His daughter’s success for team USA and gold medals as a part of the 4x100m during the 1996 Olympic games in Atlanta as well as her crowning moment in Seville during the 1999 IAAF World Championships during the Women’s 200m final, has made them the first father-daughter duo to win Olympic medals.
He would spend the majority of his post-career capitalizing off his DDS degree and settling into dentistry practice in Pasadena, California for the remaining 30 years of his life.
Miller’s presence in the race is a factor that should never be lost. The fact that he was a neighbouring second, you could make the argument he helped push Hines to that historic world record. There might not have been that barrier-shattering performance without the man from Kingston who was five-tenths of a second away from also running under 10.

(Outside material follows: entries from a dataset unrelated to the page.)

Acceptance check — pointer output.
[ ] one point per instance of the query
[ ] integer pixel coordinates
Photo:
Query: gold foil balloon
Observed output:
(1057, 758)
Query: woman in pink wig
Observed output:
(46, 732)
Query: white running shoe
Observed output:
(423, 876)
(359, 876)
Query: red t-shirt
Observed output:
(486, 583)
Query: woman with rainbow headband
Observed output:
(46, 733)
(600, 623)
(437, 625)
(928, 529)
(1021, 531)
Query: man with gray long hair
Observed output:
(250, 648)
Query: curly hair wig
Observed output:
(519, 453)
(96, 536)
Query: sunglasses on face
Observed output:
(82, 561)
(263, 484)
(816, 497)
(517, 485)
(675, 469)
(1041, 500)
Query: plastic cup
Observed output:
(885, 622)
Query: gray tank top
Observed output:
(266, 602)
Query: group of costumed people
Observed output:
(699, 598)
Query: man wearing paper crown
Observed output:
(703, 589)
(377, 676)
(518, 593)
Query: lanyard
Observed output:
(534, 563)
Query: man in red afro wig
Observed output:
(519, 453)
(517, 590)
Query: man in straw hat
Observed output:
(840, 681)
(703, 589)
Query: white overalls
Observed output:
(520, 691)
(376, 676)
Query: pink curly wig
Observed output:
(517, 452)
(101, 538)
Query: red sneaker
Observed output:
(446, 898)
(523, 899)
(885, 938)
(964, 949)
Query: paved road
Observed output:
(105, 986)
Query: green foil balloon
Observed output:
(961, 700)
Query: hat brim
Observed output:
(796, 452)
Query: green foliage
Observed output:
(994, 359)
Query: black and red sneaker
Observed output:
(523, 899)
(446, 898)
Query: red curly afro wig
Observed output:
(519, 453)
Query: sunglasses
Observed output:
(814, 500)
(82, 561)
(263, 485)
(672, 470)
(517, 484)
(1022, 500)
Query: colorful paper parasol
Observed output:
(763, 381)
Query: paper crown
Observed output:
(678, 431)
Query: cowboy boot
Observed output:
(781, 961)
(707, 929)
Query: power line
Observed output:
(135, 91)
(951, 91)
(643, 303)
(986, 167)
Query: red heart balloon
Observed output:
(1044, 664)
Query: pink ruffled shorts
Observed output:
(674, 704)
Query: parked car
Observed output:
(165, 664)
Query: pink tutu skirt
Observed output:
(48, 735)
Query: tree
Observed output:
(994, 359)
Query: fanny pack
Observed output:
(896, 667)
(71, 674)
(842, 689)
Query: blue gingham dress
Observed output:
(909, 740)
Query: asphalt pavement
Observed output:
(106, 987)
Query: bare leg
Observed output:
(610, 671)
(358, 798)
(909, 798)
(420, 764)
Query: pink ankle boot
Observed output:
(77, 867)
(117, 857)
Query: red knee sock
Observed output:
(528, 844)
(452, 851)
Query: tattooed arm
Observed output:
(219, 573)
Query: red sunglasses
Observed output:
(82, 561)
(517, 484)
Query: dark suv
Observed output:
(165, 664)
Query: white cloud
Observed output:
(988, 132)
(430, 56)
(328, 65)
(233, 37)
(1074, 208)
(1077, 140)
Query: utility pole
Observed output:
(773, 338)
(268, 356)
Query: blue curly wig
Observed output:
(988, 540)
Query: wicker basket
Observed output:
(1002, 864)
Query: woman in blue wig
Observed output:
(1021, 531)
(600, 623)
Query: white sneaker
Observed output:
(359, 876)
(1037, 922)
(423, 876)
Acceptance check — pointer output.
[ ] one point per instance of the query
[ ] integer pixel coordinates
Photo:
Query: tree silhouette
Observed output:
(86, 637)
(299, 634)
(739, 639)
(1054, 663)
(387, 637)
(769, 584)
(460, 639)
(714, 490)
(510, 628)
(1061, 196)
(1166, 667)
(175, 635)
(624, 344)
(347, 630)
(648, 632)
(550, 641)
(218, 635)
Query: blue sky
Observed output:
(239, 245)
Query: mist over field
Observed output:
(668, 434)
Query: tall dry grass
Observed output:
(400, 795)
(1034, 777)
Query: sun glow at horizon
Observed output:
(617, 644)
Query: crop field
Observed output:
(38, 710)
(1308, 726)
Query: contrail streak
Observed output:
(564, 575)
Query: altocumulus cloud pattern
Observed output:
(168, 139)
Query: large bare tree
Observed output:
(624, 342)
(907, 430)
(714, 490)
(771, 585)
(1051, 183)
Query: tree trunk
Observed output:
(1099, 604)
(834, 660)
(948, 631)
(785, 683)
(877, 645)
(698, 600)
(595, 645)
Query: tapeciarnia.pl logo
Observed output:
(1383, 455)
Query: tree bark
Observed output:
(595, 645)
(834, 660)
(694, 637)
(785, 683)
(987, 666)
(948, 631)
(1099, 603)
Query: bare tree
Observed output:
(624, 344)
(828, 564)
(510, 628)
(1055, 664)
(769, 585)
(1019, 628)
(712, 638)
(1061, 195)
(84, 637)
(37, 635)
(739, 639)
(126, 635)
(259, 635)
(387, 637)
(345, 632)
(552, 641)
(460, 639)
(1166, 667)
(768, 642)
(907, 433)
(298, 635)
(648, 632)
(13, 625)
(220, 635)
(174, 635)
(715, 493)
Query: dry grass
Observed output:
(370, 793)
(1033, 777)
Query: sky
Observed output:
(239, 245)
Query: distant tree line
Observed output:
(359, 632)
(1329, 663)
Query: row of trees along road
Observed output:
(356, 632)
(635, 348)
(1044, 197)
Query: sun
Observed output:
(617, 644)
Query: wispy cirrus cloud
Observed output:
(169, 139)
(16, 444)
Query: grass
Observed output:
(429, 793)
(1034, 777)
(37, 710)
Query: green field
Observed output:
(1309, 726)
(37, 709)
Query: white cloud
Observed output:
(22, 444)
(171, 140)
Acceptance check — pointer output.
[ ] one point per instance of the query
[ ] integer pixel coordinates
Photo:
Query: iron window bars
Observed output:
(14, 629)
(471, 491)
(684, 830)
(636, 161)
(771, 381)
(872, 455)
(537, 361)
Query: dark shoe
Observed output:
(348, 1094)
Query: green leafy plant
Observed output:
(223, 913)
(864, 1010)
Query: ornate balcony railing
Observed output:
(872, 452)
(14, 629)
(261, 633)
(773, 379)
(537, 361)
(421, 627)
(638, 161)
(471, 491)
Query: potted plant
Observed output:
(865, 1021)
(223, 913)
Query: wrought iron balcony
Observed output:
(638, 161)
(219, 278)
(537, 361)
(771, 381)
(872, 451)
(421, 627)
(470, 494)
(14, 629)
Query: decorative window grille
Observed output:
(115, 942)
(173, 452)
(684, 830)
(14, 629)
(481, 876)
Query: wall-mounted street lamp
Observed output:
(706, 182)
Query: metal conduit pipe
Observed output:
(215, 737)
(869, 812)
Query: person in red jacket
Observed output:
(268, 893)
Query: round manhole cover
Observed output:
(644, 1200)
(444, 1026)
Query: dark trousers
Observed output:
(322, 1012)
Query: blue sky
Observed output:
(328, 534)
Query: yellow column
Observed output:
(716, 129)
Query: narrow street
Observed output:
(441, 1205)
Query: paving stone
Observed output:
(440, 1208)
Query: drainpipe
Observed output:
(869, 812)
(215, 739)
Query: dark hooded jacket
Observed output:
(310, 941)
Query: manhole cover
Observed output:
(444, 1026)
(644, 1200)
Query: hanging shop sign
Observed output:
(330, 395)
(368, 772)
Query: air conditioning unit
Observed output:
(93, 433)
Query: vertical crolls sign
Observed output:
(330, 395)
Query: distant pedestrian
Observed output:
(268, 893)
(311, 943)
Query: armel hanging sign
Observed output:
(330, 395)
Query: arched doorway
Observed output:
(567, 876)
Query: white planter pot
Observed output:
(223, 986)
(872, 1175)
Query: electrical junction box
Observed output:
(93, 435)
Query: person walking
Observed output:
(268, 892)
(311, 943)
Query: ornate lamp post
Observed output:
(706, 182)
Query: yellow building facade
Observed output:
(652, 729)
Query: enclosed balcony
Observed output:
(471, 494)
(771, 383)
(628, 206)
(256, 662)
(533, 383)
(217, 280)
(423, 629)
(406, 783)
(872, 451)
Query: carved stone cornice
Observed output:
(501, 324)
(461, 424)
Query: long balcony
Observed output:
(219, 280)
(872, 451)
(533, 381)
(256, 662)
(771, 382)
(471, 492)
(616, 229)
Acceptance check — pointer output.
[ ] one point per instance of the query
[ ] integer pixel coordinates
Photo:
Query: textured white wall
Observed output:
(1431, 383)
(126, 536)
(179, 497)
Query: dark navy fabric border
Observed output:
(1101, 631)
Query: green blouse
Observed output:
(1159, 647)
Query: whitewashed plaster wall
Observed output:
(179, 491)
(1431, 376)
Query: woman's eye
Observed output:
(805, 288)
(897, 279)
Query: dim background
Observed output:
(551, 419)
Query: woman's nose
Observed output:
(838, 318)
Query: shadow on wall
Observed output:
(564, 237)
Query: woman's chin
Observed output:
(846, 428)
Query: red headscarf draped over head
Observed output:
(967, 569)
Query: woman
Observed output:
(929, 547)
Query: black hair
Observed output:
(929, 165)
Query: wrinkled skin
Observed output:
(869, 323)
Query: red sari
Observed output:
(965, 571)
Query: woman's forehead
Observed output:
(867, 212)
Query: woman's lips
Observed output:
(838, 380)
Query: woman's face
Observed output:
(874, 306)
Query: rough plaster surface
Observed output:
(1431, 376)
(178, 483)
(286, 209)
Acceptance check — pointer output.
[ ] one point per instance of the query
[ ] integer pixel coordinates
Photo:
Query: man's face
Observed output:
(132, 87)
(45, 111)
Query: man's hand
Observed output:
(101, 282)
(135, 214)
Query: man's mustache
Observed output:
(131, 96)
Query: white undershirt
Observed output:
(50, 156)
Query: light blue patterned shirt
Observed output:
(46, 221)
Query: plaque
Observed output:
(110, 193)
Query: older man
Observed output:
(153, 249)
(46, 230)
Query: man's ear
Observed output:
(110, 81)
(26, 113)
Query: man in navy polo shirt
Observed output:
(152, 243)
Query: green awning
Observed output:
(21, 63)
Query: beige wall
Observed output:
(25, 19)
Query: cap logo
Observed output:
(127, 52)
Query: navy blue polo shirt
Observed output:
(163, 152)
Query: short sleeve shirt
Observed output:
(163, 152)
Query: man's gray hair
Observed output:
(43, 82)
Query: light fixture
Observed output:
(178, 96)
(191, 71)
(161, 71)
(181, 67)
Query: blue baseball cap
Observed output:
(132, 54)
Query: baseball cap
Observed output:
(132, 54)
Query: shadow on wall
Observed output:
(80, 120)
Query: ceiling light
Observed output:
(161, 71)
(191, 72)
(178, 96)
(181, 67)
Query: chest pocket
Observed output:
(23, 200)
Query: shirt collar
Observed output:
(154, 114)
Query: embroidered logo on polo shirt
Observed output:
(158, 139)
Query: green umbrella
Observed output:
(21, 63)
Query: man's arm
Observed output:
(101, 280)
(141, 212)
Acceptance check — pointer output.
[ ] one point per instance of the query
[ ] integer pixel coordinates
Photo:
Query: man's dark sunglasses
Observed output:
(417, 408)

More importantly, his generation was the bridge between the pioneering chapter of Jamaican sprinting that entails the likes of the Arthur Wint, the Hon. Herb McKenley and the quieter Ray Stewarts, Merlene Otteys Michael Greens that inspired the Veronica Campbell-Browns, Asafa Powells the Usain Bolts that ushered in the current renaissance of sprinters remain in and compete for Jamaica.
Not to mention, genetically contributing to the great Diaspora through his daughter Inger, whose spot on those American rosters was reflective of an era where many immigrants from Jamaica, or their children, powered Canada, Great Britain and even the U.S to sprinting gold during the 1980s and 90s.
Although he passed away in 2004, his athletics legacy lives on in the success Jamaica has maintained this past decade. Just think, when he was running Jamaica was still searching for its first Olympic medals in the Men’s and Women’s 100m; now the last three champions in both events have waved the green, yellow and black. As we reflect on Mexico City a half-century later, Lennox Miller was his name.